# Convergence of Sequence in C[0,1] Norms

• BSCowboy
In summary, the statement that if a sequence \{f_n\} is convergent in \left(C[0,1],||\cdot||_{\infty}\right) then it is also convergent in \left(C[0,1],||\cdot||_1\right) is true because the supremum norm is the greatest value in all p-norms. This means that if a sequence is convergent in the supremum norm, it will also be convergent in all other norms on the same space. This is because the supremum norm being finite implies that all other norms are also finite. Additionally, the fact that a sequence converges means that for any given epsilon, there exists a value N

#### BSCowboy

If a sequence $$\{f_n\}$$ is convergent in $$\left(C[0,1],||\cdot||_{\infty}\right)$$ then it is also convergent in $$\left(C[0,1],||\cdot||_1\right)$$.

I think I understand why this is true. (In my own words) The relationship between the supremum norm and the usual norm (really any p-norm) is that the supremum norm is the greatest value in all p-norms. So, for all sequences, if the sequence is convergent in the supremum norm it's convergent in all norms on the same space. Is this true?

Also, for a sequence to converge it means
$$\exists \, f \,\ni \,\forall \,\epsilon>0 \,\exists\, N\ni\, \forall\, x\in C[0,1]$$
$$||f_n-f||_{\infty}<\epsilon \quad \forall n>N$$

This is a given, but how could I use that to prove the implied part? This is for my own edification.

Also, I can think of a counter example to show the other direction is not true.
Such as, $$f_n(t)=t^n \quad \text{then} \quad ||f_n||_1\rightarrow 0$$
but, $$||f_n||_{\infty}\rightarrow 1$$

The first statement is not true in general, only for measure spaces where the total measure is finite.

Counterexample on the real line:

fn(x)=1 -n<x<n, =0 |x|>n+1, and connect up to be continuous in between.
sup |fn(x)|=1, while all Lp norms become infinite.

Right, thank you. That is a good point. I haven't yet thought about this proclamation in all spaces.

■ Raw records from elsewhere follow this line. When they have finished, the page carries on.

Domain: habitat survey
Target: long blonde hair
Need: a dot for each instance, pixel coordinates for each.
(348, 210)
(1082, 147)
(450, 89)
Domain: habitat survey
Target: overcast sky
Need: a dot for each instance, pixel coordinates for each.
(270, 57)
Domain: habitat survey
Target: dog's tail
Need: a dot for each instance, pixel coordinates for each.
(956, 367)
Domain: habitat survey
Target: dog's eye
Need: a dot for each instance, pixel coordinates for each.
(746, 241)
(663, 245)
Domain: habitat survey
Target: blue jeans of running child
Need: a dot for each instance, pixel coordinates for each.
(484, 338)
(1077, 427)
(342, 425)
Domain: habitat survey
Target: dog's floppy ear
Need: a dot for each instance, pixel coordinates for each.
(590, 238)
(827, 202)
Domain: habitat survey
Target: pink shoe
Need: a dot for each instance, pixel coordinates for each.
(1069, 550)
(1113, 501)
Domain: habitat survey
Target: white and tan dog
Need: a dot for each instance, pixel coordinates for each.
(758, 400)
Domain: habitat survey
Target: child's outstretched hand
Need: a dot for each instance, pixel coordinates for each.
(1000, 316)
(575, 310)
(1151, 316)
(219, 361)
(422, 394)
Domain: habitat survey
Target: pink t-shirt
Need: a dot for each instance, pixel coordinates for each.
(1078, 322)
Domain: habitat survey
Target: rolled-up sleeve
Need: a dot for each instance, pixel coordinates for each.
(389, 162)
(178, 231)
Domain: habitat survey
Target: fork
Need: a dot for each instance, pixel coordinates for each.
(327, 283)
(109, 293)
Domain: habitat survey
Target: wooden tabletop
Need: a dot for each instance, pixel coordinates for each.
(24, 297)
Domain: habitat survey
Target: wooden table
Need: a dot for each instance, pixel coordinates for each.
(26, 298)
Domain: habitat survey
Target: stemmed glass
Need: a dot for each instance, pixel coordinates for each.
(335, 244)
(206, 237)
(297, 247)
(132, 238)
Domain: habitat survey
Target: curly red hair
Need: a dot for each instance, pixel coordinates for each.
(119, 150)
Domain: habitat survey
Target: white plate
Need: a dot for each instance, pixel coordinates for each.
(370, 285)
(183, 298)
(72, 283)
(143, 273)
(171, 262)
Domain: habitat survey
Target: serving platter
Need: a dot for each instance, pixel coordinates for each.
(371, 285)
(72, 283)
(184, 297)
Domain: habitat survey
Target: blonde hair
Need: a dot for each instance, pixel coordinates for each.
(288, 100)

My statement was about the behavior was concerning this normed metric space.

Since (C[0,1],$$||\cdot||_{\infty}$$) is complete and $$\{f_n\}$$ is convergent,
we know every sequence in (C[0,1],$$||\cdot||_{\infty}$$) is Cauchy convergent and converges uniformly $$\Rightarrow \quad ||f_n-f||_{\infty}\rightarrow \, 0$$.
Because of this we also know:
$$||f_n-f||_1=\int_0^1|f_n(t)-f(t)|dt\leq\int_0^1||f_n-f||_{\infty}dt=||f_n-f||_{\infty}$$
Therefore,
$$||f_n-f||_1\rightarrow \, 0$$

Is my reasoning correct?

Yes, You can use the same idea for all Lp norms.